Mais les gouvernements des NPI doivent faire face à des tensions nouvelles, principalement des pressions inflationnistes et une détérioration des comptes extérieurs. En effet, le plein emploi (le taux de chômage ne dépasse pas 2 %) et la montée des prix des importations (libellés en yens) exercent une pression sur les prix. Pour faire face à ces nouveaux déséquilibres, la plupart des gouvernements ont recours à l'arme monétaire, en relevant leurs taux d'intérêt.
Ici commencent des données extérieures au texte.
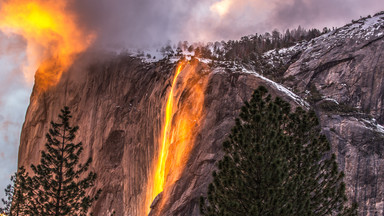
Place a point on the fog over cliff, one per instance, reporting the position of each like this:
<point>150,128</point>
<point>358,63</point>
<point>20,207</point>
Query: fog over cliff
<point>122,23</point>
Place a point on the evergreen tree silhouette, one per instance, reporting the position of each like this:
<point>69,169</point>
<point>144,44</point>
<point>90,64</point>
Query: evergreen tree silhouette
<point>276,162</point>
<point>57,187</point>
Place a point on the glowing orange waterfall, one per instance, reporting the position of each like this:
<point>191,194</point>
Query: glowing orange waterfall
<point>183,115</point>
<point>52,33</point>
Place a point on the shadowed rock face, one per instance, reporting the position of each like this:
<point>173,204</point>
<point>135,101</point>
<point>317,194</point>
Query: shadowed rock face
<point>119,106</point>
<point>342,74</point>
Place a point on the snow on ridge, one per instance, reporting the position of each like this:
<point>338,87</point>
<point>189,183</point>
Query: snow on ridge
<point>281,88</point>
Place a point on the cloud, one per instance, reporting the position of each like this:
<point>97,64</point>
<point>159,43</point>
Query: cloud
<point>325,13</point>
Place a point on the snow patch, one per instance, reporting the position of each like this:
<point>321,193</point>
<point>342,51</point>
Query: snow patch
<point>281,88</point>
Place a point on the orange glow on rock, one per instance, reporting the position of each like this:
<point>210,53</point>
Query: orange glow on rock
<point>183,115</point>
<point>52,34</point>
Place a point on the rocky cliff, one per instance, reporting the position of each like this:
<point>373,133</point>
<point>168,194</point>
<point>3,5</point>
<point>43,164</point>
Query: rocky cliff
<point>120,102</point>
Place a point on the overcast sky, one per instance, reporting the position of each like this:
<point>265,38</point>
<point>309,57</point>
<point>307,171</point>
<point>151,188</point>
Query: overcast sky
<point>120,23</point>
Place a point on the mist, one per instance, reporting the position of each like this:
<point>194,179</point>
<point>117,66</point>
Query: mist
<point>120,24</point>
<point>132,23</point>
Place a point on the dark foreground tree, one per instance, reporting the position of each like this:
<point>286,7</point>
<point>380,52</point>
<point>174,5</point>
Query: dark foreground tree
<point>15,202</point>
<point>276,163</point>
<point>57,187</point>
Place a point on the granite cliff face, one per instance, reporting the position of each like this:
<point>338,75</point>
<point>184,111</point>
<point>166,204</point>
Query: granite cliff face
<point>119,105</point>
<point>342,74</point>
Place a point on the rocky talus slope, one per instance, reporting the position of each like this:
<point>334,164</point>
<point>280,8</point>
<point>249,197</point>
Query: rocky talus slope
<point>119,104</point>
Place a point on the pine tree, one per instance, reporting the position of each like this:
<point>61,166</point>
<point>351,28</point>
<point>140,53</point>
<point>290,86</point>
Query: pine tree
<point>276,162</point>
<point>16,192</point>
<point>57,187</point>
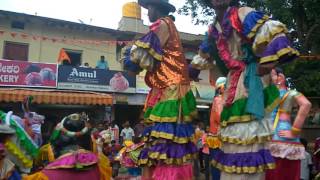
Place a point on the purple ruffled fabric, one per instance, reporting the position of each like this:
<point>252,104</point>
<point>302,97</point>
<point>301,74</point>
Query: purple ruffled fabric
<point>171,150</point>
<point>278,44</point>
<point>251,159</point>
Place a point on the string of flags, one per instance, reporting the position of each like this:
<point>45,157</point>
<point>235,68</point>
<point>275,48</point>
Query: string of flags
<point>63,40</point>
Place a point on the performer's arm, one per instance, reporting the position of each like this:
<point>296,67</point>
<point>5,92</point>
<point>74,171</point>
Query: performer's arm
<point>304,108</point>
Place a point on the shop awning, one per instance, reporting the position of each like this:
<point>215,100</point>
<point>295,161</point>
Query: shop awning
<point>55,97</point>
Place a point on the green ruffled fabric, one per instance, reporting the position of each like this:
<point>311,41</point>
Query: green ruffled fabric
<point>237,111</point>
<point>168,111</point>
<point>55,135</point>
<point>23,137</point>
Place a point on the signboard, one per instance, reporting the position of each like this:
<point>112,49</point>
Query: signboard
<point>142,88</point>
<point>27,74</point>
<point>89,79</point>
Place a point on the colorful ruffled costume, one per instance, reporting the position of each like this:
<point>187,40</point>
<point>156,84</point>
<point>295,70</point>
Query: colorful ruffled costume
<point>21,147</point>
<point>170,105</point>
<point>287,152</point>
<point>74,161</point>
<point>245,39</point>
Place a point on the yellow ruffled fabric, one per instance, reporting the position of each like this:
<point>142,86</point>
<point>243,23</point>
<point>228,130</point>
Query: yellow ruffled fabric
<point>36,176</point>
<point>45,154</point>
<point>104,167</point>
<point>13,149</point>
<point>213,142</point>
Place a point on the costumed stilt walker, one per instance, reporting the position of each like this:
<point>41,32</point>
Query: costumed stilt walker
<point>22,148</point>
<point>170,106</point>
<point>71,145</point>
<point>217,106</point>
<point>246,44</point>
<point>8,170</point>
<point>285,146</point>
Les investisseurs internationaux, qui s'étaient rués sur la Chine il y a deux ans et en Inde l'année dernière, jettent leur dévolu en 1995 sur les sept nations membres de l'ASEAN (Indonésie, Malaisie, Philippines, Singapour, Thaïlande, Brunei et, depuis juillet 1995, Viêt Nam).

La crise bancaire

Singapour se signale aussi par les agissements du courtier d'une prestigieuse banque britannique : avec la chute du Nikkei (l'indice de la Bourse japonaise), Nick Leeson a perdu sur la place des sommes telles qu'il entraîne la faillite de la Barings. En octobre, la banque japonaise Daiwa reconnaît les pertes énormes dues à son courtier de New York. Les financiers s'inquiètent de l'insuffisance des contrôles et du risque d'emballement d'un marché de pure spéculation, celui des produits dérivés (contrats assurant les pertes liées à l'activité en Bourse). Fragilisées par le manque de fonds propres, plusieurs banques d'affaires de la City passent sous le contrôle de banques commerciales, allemandes, suisses ou néerlandaises (comme ING, qui rachète la Barings). Des rapprochements s'opèrent : les américains Chemical Banking et Chase Manhattan fusionnent, comme les japonais Mitsubishi Bank et Bank of Tokyo. Face à cette restructuration mondiale, le système bancaire français paraît très éclaté ; le chiffre d'affaires du secteur a reculé, les marges se réduisent, la concurrence favorise la disparition de banques privées (Pallas Stern notamment, terrassée par la crise de l'immobilier) et provoque de rudes polémiques sur le coût très élevé du sauvetage du Crédit lyonnais (45 millions de francs d'aide publique).

La Chine et l'OMC

Au 1er janvier 1995, la nouvelle Organisation mondiale du commerce (OMC) entre en fonction ; l'Italien Renato Ruggiero en est nommé directeur général en mars. La question de l'entrée de la Chine au sein de l'organisation constitue le principal sujet des discussions en octobre entre les négociateurs des quatre grandes puissances commerciales (États-Unis, Union européenne, Japon et Canada). Les Occidentaux réitèrent leur souhait de voir Pékin réaliser les réformes nécessaires (ouverture de son marché, mesures contre le piratage et la contrefaçon...) avant une adhésion qui aura probablement lieu en 1996.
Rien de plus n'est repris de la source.